Lesson 2 In-Class Discussion

In NLP there’s a paper where they replace Named Entity with other Named Entity to augment the data.

1 Like

@jeremy is the code in ConvLearner include those Conv layer (which we need to code the filter), max-pooling, normalization and so on?

Do you have a link? / title of the paper

1 Like

@jeremy (or anyone who knows) On the topic of learning rates… In this example we’re training in just a few epochs, but I can imagine that we’d sometimes encounter training over hundreds or even thousands of epochs. If we have that situation how often in your experience does this method work? Do we need to do this at a number of points over time in order to compute the different learning rates necessary across the different epochs?

What is the name of the reference paper?

It does. You can refer to this post: precompute=True to see what is deleted and what is added by convlerner.

1 Like

I’d love to know how people use data augmentation for time series? Is it just adding noise or something else?

8 Likes

The cyclic learning rate paper discussed setting a range (min and max) and oscillating between those values. Is there a reason why in this case we only pick 1 value?

I think adding noise would defeat the purpose of increasing our accuracy?

Jeremy will explain this part later.

ok, thanks.

I think it’s: Adversarial Examples for Evaluating Reading Comprehension Systems
I can’t remember if this is exactly the paper.

But the subject was looking for adversarial examples on NLP, hope it helps

2 Likes

@anandsaha alright. Thanks!

How do you do data augmentation with NLP?

4 Likes

It’s because you want the learning rate that has the fastest loss improvement. So if you were to take the derivative of that plot the peak might be a good place, and it would be roughly in the middle. However, you want as high a learning rate as possible because that means that you “move faster” towards the minima. So it’s a trade off between a learning rate that changes fast, and taking bigger steps. I think that’s why Jeremy chooses a point in that curve where the gradient is still good, but the learning rate is still kind of high.

4 Likes

Is the data augmentation is possible for a single channel image?

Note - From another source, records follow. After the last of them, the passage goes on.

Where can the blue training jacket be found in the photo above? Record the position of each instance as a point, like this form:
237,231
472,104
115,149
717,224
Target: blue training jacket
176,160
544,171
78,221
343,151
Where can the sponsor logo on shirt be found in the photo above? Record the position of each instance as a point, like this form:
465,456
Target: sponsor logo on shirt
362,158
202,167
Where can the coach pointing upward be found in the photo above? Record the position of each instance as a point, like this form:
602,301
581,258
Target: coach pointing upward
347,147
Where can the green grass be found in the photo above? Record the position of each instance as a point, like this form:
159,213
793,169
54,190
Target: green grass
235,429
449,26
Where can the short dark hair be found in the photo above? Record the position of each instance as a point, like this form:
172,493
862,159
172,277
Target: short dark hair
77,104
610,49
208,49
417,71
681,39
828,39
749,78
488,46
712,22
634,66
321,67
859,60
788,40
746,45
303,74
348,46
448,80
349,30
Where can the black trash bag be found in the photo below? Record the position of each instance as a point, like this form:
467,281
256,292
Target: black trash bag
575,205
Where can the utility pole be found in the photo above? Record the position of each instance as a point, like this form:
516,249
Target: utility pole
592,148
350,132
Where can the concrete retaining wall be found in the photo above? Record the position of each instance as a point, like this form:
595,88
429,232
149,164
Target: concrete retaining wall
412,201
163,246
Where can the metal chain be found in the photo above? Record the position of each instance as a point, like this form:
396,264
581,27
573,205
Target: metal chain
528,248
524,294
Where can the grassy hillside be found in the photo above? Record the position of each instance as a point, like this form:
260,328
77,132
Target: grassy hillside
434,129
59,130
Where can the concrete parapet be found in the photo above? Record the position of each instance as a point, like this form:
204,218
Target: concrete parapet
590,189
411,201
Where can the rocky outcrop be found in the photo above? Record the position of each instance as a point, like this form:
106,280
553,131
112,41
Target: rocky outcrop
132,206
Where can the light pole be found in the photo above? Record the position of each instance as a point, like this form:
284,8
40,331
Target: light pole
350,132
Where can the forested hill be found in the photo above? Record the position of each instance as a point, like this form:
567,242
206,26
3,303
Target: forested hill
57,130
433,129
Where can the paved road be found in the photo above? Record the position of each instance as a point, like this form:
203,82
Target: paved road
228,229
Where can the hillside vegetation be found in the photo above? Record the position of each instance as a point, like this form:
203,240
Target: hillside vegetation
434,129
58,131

Yes, you can do it in a back and white image.

1 Like

So preCompute=True means it just loads the weights for previous layers (except for the top) from the stored Resnet model and we are not finetuning it?

1 Like

I tried it in keras, It failed because of the single channel! Do you have any working sample for that?

1 Like

Regarding precompute=True: Is my understanding correct that when this is done,

  • the library will take the non-augmented dataset
  • pass it through the neural network with pretrained weights already loaded
  • note down the values of the activation of each neuron
  • and save it to disk?
4 Likes